The below block of code configures the ADC.

adc_config_t adc_cfg = {
.input_mode = ADC_INPUT_MODE_SINGLE_ENDED,
.input = ADC_INPUT_SE_P0_7,
.smpl_time_mult = 2,
.continuous = false,
.interval_mult = 0,
.input_attenuator = ADC_INPUT_ATTN_2X,
.chopping = false,
.oversampling = 0
};
adc_offset_calibrate(ADC_INPUT_MODE_SINGLE_ENDED);adc_init( &adc_cfg);

In the configuration structure, we set the mode to single ended and the attenuation to 2x as the expected voltage is around 1.5V . The function to also calibrate the ADC is called before initializing it.

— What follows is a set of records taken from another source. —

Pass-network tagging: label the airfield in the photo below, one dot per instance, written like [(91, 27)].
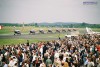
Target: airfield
[(7, 36)]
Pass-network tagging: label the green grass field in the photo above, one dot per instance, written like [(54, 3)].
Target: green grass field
[(11, 40)]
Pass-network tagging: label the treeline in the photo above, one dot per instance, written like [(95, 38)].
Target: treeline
[(64, 25)]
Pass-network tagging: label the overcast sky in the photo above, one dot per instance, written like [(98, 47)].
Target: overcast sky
[(28, 11)]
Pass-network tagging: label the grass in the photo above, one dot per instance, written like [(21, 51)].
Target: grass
[(26, 29)]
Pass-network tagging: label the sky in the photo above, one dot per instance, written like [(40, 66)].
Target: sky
[(28, 11)]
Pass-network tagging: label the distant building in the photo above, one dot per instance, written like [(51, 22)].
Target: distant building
[(0, 27)]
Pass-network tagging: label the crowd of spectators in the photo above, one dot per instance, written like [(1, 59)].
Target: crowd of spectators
[(80, 51)]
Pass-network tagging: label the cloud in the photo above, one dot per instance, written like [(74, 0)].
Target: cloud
[(18, 11)]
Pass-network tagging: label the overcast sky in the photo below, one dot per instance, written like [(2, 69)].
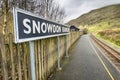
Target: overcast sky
[(75, 8)]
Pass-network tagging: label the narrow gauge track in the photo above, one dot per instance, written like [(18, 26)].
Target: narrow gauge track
[(110, 51)]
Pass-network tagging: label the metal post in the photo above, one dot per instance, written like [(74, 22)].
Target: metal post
[(32, 60), (58, 40), (67, 46)]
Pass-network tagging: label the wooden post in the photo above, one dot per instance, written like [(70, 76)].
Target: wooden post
[(32, 60), (58, 40), (19, 63), (12, 56), (4, 62)]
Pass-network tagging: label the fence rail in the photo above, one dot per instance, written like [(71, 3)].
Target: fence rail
[(15, 58)]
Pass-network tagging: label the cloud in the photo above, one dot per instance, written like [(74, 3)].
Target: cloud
[(75, 8)]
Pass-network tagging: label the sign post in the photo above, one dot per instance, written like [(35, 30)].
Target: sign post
[(67, 46), (32, 60), (29, 27), (58, 40)]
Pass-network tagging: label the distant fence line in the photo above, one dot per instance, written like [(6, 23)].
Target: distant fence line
[(15, 58)]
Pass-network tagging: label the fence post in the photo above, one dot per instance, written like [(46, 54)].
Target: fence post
[(12, 56), (58, 40), (32, 60), (4, 62), (67, 46)]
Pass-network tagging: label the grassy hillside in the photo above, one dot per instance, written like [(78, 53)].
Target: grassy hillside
[(108, 31), (104, 22), (97, 15)]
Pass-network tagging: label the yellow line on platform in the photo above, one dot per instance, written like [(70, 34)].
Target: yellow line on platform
[(107, 70)]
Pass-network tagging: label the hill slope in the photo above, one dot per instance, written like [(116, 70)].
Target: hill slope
[(97, 15)]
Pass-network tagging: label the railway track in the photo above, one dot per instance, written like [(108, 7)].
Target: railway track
[(110, 52)]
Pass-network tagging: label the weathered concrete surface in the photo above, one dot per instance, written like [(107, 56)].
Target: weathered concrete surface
[(84, 64)]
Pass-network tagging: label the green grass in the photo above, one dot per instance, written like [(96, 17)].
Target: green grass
[(108, 30)]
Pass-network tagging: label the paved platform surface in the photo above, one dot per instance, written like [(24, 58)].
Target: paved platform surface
[(86, 63)]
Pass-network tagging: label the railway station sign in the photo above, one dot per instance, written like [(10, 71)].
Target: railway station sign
[(29, 27)]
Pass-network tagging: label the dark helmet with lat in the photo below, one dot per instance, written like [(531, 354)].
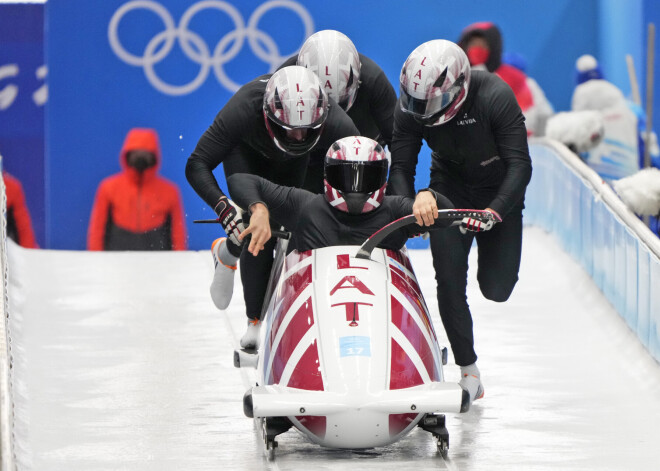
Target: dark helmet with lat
[(355, 174), (434, 82)]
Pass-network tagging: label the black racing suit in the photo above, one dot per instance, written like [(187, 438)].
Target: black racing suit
[(238, 139), (373, 109), (480, 159), (314, 223)]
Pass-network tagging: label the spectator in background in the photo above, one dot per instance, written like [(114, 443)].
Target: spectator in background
[(482, 42), (136, 209), (621, 152), (19, 224), (537, 115)]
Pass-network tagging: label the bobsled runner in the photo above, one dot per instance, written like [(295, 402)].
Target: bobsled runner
[(348, 354)]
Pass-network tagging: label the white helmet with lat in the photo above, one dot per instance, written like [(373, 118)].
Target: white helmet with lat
[(355, 171), (434, 82), (295, 109), (334, 59)]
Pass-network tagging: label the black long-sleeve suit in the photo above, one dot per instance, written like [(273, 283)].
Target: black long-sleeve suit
[(238, 139), (480, 159)]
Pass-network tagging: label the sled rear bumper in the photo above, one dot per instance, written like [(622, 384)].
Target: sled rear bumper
[(278, 401)]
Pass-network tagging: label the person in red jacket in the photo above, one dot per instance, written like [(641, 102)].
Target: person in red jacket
[(482, 42), (19, 224), (136, 209)]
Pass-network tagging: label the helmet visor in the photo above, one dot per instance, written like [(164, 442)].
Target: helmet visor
[(356, 177), (434, 106)]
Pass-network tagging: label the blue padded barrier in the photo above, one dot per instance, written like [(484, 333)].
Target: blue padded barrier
[(595, 227)]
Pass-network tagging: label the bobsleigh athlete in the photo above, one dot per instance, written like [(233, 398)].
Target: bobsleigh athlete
[(274, 126), (476, 131)]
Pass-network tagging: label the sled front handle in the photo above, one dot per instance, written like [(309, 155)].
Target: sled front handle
[(274, 232), (455, 215)]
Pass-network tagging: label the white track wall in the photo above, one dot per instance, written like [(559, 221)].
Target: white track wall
[(7, 462), (593, 225)]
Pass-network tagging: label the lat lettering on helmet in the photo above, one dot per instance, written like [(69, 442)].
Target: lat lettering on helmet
[(344, 262), (357, 145), (352, 311), (353, 282)]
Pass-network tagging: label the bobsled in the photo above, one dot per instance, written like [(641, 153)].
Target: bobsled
[(348, 354)]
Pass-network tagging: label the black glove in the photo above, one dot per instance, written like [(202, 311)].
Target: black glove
[(231, 218), (475, 225)]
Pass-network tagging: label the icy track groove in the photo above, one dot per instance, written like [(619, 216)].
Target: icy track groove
[(121, 362)]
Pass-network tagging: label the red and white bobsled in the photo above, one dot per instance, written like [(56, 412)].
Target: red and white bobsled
[(348, 352)]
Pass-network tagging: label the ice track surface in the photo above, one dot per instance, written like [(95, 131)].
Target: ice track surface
[(121, 362)]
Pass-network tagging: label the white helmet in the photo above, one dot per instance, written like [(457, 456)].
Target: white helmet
[(333, 57), (434, 82), (295, 109), (355, 175)]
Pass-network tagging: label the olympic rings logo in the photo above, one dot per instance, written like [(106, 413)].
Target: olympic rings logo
[(196, 49)]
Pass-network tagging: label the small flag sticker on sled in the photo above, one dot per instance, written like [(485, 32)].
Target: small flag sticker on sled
[(355, 346)]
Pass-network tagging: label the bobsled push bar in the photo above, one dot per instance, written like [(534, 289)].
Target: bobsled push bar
[(278, 401), (274, 232), (456, 215)]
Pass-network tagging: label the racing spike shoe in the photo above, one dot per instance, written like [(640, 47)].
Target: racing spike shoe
[(471, 381), (250, 339), (222, 286)]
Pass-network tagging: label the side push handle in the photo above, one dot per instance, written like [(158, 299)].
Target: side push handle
[(455, 215)]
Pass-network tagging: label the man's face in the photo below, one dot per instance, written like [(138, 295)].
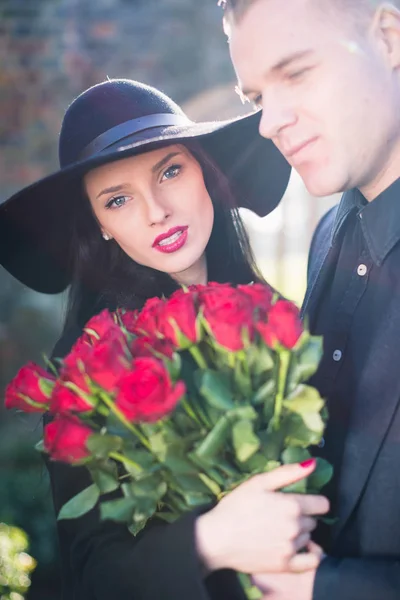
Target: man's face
[(329, 90)]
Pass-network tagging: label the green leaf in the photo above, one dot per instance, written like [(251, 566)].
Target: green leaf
[(101, 445), (298, 434), (299, 487), (215, 388), (194, 483), (194, 500), (80, 504), (159, 445), (214, 441), (119, 510), (168, 517), (265, 392), (272, 443), (136, 528), (46, 386), (304, 400), (245, 441), (105, 477), (293, 455), (320, 476), (151, 489), (173, 365), (211, 484), (260, 359)]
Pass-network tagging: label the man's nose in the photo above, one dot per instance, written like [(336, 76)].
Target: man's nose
[(275, 117)]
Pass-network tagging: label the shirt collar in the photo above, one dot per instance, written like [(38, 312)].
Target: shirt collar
[(380, 219)]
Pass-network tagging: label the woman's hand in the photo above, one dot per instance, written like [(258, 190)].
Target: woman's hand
[(256, 529)]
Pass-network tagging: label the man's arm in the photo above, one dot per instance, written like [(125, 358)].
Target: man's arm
[(357, 579)]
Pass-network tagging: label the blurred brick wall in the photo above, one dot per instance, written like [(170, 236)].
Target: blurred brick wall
[(51, 50)]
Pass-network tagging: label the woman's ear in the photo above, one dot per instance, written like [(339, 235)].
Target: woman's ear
[(387, 23)]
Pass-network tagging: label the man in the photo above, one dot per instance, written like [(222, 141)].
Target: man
[(327, 75)]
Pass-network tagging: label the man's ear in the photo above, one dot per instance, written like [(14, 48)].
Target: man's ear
[(386, 23)]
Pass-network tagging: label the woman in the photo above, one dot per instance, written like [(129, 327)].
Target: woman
[(143, 203)]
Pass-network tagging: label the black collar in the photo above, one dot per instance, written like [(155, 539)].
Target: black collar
[(380, 219)]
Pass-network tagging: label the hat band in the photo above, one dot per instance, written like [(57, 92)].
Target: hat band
[(123, 130)]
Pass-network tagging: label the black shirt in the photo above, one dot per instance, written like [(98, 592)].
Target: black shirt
[(365, 278)]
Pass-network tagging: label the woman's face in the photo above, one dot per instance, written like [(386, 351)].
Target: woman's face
[(157, 209)]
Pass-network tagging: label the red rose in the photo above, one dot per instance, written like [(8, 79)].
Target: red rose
[(148, 320), (65, 401), (260, 295), (100, 325), (147, 393), (284, 325), (73, 368), (228, 312), (30, 390), (81, 343), (65, 439), (179, 312), (147, 346), (108, 360)]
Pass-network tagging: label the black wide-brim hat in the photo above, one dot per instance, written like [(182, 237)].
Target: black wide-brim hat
[(113, 120)]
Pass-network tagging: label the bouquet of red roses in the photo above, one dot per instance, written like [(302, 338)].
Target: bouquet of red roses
[(174, 406)]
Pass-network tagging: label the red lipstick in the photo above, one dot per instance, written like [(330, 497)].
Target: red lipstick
[(172, 240)]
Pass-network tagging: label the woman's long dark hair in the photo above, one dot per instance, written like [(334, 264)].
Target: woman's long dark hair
[(104, 276)]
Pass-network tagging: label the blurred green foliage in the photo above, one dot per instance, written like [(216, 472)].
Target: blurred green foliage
[(16, 564)]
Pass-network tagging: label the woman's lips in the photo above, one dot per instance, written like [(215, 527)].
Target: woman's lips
[(172, 240)]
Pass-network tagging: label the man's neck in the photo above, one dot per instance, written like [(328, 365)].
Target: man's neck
[(388, 175)]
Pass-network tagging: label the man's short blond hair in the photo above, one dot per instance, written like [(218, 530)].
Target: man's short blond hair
[(237, 8)]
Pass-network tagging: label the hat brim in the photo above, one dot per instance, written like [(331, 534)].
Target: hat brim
[(36, 223)]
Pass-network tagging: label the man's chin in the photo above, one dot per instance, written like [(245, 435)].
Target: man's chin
[(320, 184)]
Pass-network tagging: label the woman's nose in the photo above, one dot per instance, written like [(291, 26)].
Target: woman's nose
[(157, 210)]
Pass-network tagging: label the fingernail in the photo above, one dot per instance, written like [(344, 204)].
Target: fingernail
[(308, 463)]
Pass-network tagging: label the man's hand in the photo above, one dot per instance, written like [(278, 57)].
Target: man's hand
[(286, 586)]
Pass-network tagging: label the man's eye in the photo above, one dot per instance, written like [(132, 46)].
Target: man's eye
[(116, 202), (296, 74), (172, 172)]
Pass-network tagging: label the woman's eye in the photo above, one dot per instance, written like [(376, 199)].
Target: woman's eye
[(172, 172), (117, 201), (257, 101)]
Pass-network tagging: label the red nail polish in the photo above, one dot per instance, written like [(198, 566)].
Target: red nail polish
[(308, 463)]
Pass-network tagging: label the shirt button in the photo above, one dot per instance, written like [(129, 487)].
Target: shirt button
[(337, 355), (362, 270)]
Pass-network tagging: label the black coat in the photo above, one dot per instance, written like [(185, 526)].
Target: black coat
[(103, 561)]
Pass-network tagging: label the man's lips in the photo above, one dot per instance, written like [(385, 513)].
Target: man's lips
[(164, 237), (292, 151)]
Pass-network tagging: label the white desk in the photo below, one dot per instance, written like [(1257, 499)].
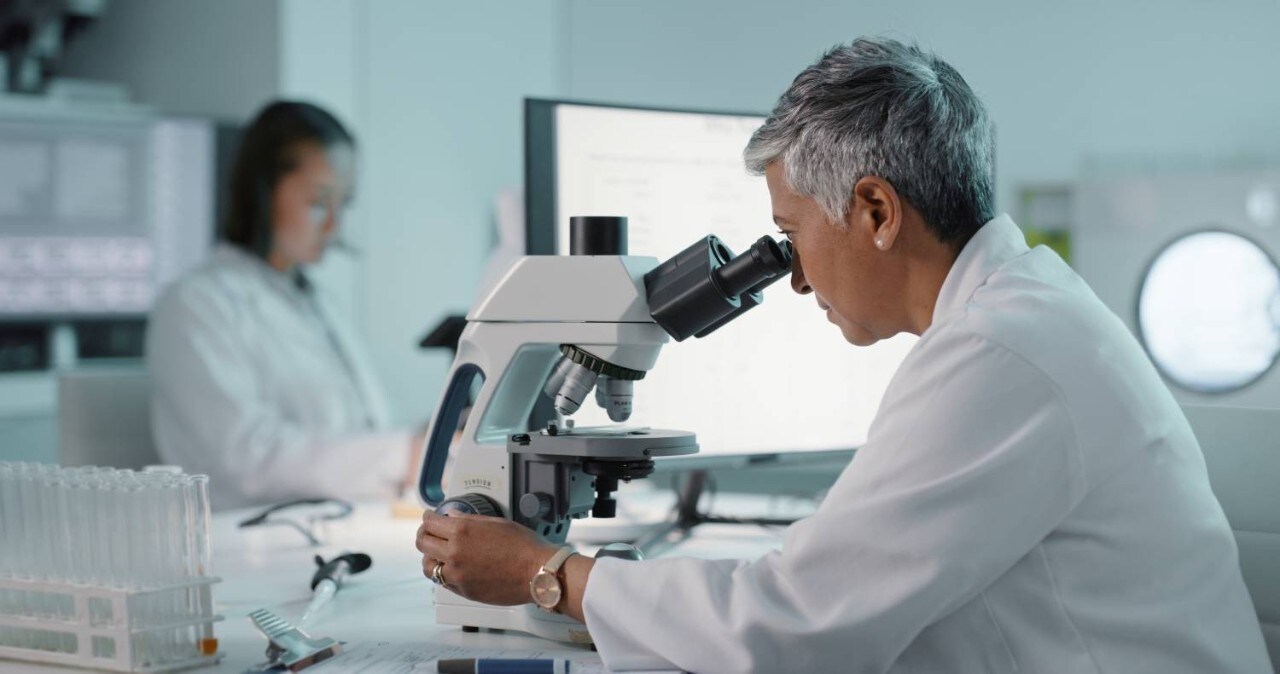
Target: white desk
[(272, 567)]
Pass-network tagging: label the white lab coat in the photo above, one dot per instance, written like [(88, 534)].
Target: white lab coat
[(256, 386), (1029, 499)]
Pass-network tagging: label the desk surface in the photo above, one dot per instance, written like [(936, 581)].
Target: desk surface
[(392, 601)]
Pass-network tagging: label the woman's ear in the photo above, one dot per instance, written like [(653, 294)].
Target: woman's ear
[(876, 212)]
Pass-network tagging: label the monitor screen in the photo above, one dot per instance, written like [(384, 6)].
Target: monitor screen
[(778, 380), (97, 214)]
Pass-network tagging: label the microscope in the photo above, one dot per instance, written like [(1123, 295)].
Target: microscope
[(552, 331)]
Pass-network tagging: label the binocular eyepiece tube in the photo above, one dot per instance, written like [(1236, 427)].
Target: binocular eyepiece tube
[(705, 287)]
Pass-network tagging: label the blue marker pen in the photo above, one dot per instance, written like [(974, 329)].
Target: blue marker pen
[(496, 665)]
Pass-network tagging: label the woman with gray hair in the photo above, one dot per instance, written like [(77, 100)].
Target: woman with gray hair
[(1029, 498)]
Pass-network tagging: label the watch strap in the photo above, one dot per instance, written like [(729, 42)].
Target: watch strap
[(554, 563)]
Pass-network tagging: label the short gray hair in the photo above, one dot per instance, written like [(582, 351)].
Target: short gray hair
[(882, 108)]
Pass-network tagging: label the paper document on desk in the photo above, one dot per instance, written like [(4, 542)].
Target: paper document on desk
[(384, 658)]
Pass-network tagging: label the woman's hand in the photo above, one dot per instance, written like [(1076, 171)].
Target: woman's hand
[(488, 559)]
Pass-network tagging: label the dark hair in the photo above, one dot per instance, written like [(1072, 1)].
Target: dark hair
[(268, 151)]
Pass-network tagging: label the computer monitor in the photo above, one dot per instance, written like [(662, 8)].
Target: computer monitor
[(778, 383), (97, 214)]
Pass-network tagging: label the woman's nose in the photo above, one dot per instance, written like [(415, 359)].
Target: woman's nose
[(798, 282)]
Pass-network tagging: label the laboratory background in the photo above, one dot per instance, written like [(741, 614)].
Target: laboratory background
[(1139, 141)]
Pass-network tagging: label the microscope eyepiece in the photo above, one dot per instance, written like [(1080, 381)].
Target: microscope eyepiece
[(705, 287)]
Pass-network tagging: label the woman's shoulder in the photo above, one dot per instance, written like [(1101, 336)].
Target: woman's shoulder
[(225, 280)]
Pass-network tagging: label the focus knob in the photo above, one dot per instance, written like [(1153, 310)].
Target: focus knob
[(535, 504), (475, 504)]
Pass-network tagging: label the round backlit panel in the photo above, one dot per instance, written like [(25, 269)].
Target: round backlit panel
[(1208, 310)]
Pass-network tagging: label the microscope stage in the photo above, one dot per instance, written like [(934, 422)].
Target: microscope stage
[(607, 443)]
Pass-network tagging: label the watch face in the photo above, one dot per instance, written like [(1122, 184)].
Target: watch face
[(545, 588)]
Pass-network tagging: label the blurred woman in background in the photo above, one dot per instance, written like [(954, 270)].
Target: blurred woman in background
[(254, 383)]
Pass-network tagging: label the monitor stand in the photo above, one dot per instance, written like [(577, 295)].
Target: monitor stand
[(686, 516)]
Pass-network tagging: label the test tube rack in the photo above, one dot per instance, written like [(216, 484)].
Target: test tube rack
[(99, 627)]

We call the function to sample the voltage in the custom app_on_init callback. For more details about the custom callback, take a look at my tutorial on GPIOs, buttons and LEDs.

uint16_t adc_sample;void user_app_on_init(void) {
adc_sample = adc_get_sample();
adc_sample = adc_correct_sample(adc_sample);
default_app_on_init();
}

Testing

The easiest way to test this is to run the debugger and add the variable adc_sample to the Expressions watch window. To add a variable to the Expressions watch window and to check it’s value:

  • Select the variable
  • Right click on it and choose “Add watch expression”.
  • Click on “OK” in the window which opens up
  • Pause the debugger after few seconds and check the value of the variable.

The value I got was 0x3A0. The reference voltage of the ADC is 0.9V and since it’s a 10 bit ADC, the value corresponds to:

0x3A0 = 928 (in decimal)2 * 928 * (0.9/1024) = 1.63V 

The value I got is a bit higher than expected. This error can be reduced by using techniques like oversampling but that’s an advanced topic for another tutorial.